For the week ending Friday, the Dow dipped 1.1 percent, while the S&P 500 and the tech-heavy Nasdaq Composite slid 0.6 percent and 0.7 percent, respectively.
The S&P U.S. Listed China 50 index, which is designed to track the performance of the 50 largest Chinese companies listed on U.S. exchanges by total market cap, logged a weekly decrease of 8.9 percent.
The decline on Wall Street came as investors assessed the Fed's taper talk.
The Fed's meeting minutes released Wednesday showed most officials agreed to start tapering asset purchases this year, if "the economy were to evolve broadly as they anticipated."
"Various participants commented that economic and financial conditions would likely warrant a reduction in coming months," the Fed said in the minutes of its July 27-28 meeting.
But several other Fed officials indicated that a reduction in the pace of asset purchases was more likely to become appropriate early next year, according to the minutes.

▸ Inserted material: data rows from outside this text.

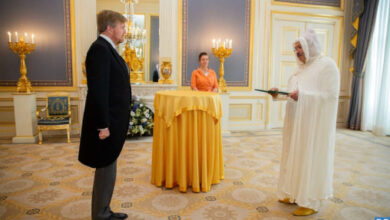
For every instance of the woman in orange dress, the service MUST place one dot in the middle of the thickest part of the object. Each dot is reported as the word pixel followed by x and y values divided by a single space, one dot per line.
pixel 204 78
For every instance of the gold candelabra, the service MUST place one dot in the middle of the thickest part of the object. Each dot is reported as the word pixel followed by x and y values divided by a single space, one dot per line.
pixel 22 47
pixel 135 64
pixel 134 56
pixel 222 50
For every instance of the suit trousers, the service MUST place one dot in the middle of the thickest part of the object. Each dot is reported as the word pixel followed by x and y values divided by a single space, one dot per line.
pixel 103 187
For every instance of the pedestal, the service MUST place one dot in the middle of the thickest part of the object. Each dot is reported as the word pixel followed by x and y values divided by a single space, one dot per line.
pixel 25 118
pixel 225 116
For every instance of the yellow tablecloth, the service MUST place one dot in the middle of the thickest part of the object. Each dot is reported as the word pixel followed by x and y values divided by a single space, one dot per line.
pixel 187 142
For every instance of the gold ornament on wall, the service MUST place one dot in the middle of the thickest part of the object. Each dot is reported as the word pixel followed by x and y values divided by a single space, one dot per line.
pixel 222 50
pixel 22 46
pixel 134 53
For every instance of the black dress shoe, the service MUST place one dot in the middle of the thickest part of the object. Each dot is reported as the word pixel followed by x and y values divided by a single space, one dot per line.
pixel 118 215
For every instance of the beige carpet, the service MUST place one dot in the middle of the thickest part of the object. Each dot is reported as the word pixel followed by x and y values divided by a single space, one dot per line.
pixel 47 182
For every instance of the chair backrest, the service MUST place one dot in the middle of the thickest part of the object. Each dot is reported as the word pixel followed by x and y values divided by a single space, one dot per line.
pixel 58 105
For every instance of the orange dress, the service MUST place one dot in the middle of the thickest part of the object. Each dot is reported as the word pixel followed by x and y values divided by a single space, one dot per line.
pixel 202 82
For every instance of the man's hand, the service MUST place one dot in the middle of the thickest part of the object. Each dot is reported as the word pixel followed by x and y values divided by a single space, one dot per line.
pixel 104 133
pixel 274 95
pixel 294 95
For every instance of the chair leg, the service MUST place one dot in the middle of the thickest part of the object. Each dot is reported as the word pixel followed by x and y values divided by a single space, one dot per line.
pixel 68 133
pixel 39 136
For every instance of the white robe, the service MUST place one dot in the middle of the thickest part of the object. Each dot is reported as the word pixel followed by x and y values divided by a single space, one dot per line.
pixel 306 172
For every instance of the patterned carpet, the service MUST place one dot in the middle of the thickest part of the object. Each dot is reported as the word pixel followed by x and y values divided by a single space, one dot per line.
pixel 47 182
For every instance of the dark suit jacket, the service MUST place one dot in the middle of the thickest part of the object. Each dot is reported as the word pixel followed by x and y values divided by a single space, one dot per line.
pixel 107 105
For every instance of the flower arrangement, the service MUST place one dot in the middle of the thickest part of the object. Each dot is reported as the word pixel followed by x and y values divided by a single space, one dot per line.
pixel 141 119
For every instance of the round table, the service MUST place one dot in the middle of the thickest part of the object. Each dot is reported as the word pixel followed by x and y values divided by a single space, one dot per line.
pixel 187 141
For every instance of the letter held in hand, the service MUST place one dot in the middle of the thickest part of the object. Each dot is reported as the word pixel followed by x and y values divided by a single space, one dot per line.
pixel 272 92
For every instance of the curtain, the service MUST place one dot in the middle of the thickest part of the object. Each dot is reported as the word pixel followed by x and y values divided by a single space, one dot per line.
pixel 366 22
pixel 376 95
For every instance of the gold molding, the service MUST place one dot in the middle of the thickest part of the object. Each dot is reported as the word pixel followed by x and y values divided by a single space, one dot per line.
pixel 74 62
pixel 179 53
pixel 241 106
pixel 341 8
pixel 149 44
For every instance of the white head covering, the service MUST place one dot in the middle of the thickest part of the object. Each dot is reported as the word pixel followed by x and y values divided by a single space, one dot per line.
pixel 310 45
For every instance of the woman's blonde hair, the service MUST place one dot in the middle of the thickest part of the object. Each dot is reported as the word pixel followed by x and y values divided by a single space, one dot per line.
pixel 108 18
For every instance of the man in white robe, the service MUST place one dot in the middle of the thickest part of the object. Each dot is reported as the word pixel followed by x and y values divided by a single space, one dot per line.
pixel 306 171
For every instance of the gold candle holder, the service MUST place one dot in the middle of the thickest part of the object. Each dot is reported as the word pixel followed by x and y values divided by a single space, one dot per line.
pixel 135 65
pixel 166 71
pixel 22 48
pixel 222 51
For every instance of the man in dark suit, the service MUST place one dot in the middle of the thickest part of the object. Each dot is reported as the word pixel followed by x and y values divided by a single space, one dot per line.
pixel 107 111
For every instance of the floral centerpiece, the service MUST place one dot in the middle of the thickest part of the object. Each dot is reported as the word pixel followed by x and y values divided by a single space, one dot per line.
pixel 141 119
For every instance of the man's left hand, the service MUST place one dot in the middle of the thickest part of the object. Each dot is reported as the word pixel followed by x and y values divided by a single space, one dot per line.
pixel 294 95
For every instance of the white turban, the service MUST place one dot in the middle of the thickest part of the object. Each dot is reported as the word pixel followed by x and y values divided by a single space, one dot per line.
pixel 310 45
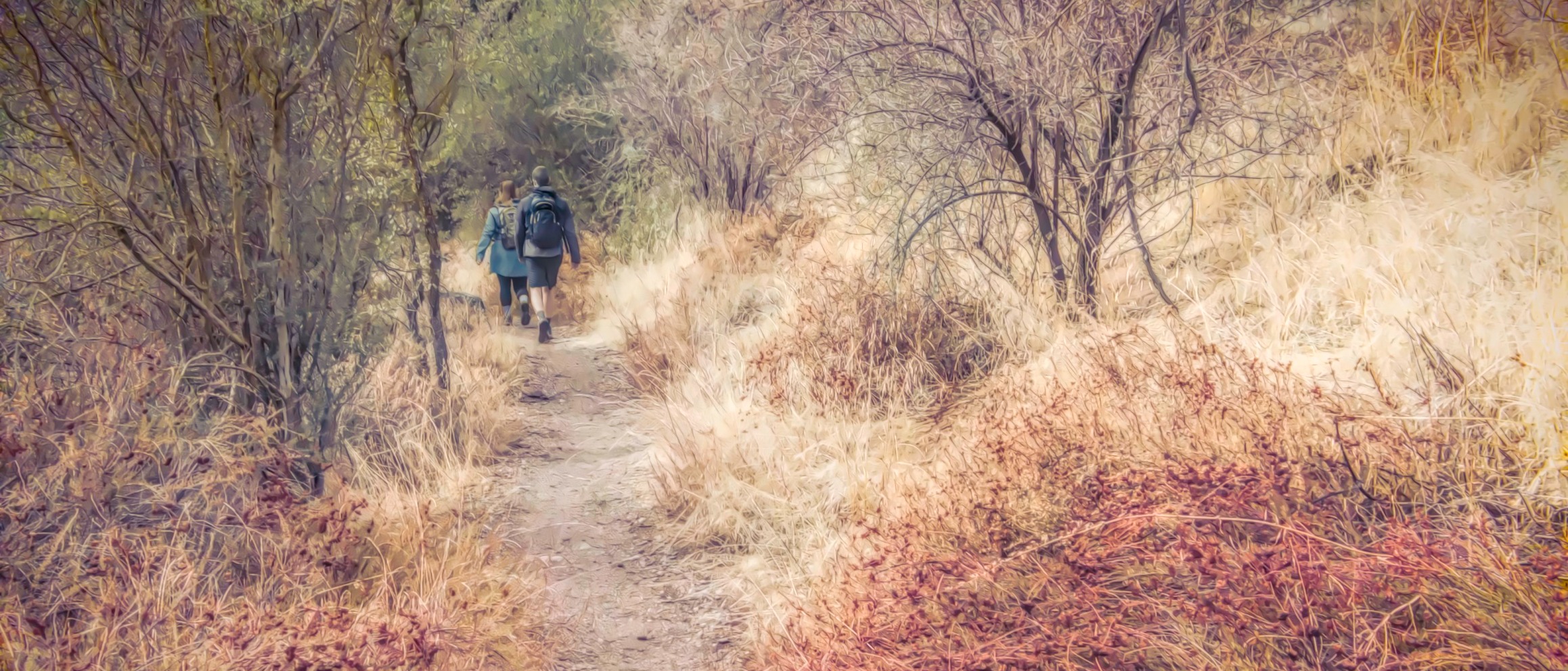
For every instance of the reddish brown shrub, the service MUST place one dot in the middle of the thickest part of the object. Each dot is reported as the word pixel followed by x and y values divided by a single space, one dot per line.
pixel 1188 511
pixel 861 350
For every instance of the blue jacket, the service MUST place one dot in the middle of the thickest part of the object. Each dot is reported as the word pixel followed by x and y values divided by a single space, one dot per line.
pixel 563 214
pixel 503 262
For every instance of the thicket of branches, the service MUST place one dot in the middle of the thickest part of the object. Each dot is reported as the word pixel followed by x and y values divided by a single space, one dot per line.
pixel 242 173
pixel 1071 116
pixel 723 96
pixel 217 221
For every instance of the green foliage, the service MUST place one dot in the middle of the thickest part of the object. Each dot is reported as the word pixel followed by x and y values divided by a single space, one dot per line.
pixel 535 63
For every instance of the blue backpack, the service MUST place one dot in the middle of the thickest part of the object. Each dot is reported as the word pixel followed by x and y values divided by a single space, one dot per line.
pixel 545 228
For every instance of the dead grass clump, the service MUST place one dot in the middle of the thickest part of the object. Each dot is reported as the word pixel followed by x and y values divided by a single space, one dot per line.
pixel 659 353
pixel 859 350
pixel 1150 509
pixel 152 518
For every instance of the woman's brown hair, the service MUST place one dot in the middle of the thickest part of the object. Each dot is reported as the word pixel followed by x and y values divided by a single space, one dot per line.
pixel 508 191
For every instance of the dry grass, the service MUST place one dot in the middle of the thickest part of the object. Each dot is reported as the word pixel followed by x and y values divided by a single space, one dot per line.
pixel 152 519
pixel 1362 477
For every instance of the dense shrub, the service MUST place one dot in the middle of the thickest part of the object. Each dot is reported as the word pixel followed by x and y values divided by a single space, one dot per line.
pixel 1186 510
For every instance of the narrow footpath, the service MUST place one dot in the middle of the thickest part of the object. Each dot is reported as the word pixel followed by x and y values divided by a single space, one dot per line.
pixel 575 494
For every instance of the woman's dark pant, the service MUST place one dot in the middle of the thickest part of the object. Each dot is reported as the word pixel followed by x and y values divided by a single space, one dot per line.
pixel 510 285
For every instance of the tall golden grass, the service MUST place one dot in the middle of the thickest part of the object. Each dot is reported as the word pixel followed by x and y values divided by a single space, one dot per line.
pixel 924 479
pixel 151 521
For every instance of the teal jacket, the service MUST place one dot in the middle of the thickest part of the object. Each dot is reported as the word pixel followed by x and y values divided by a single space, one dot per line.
pixel 503 262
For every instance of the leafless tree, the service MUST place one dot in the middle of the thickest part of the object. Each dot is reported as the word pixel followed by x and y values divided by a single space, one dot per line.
pixel 719 91
pixel 220 164
pixel 1069 107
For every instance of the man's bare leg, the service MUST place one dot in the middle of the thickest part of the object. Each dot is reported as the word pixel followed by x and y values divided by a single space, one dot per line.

The Fed has pledged to keep its benchmark interest rate unchanged at the record-low level of near zero, while continuing its asset purchase program at least at the current pace of 120 billion U.S. dollars per month until "substantial further progress" has been made on employment and inflation.
"The taper talk was not really much of a surprise since the Fed had been hinting at that for months," Kevin Matras, executive vice president at Zacks Investment Research, said in a note.
"I think the market used this as the perfect excuse to pull some profits off the table after a spectacular run-up so far this year," he said.
On the economic front, U.S. retail sales sank 1.1 percent last month, the Department of Commerce reported on Tuesday. Economists polled by The Wall Street Journal forecast a 0.3-percent decline.
"July retail spending disappointed, especially considering high inflation," Chris Low and Will Compernolle, economists at FHN Financial, said in a note, adding "the low preliminary August Michigan sentiment reading suggests the next retail sales should be even weaker."
The preliminary estimate of the consumer sentiment index released last week by the University of Michigan came in at 70.2 in August, down from 81.2 in July, amid concerns over a rapid spread of the Delta variant of COVID-19.
The average daily increase of cases in the United States was over 137,000 in the seven-day period ending Friday, compared with a seven-day average of around 41,500 daily cases a month ago, according to the latest data compiled by the U.S. Centers for Disease Control and Prevention.
Elsewhere, a report by the Department of Labor on Thursday showed that U.S. initial jobless claims, a rough way to measure layoffs, decreased by 29,000 to 348,000 in the week ending Aug. 14, marking a fresh pandemic-era low.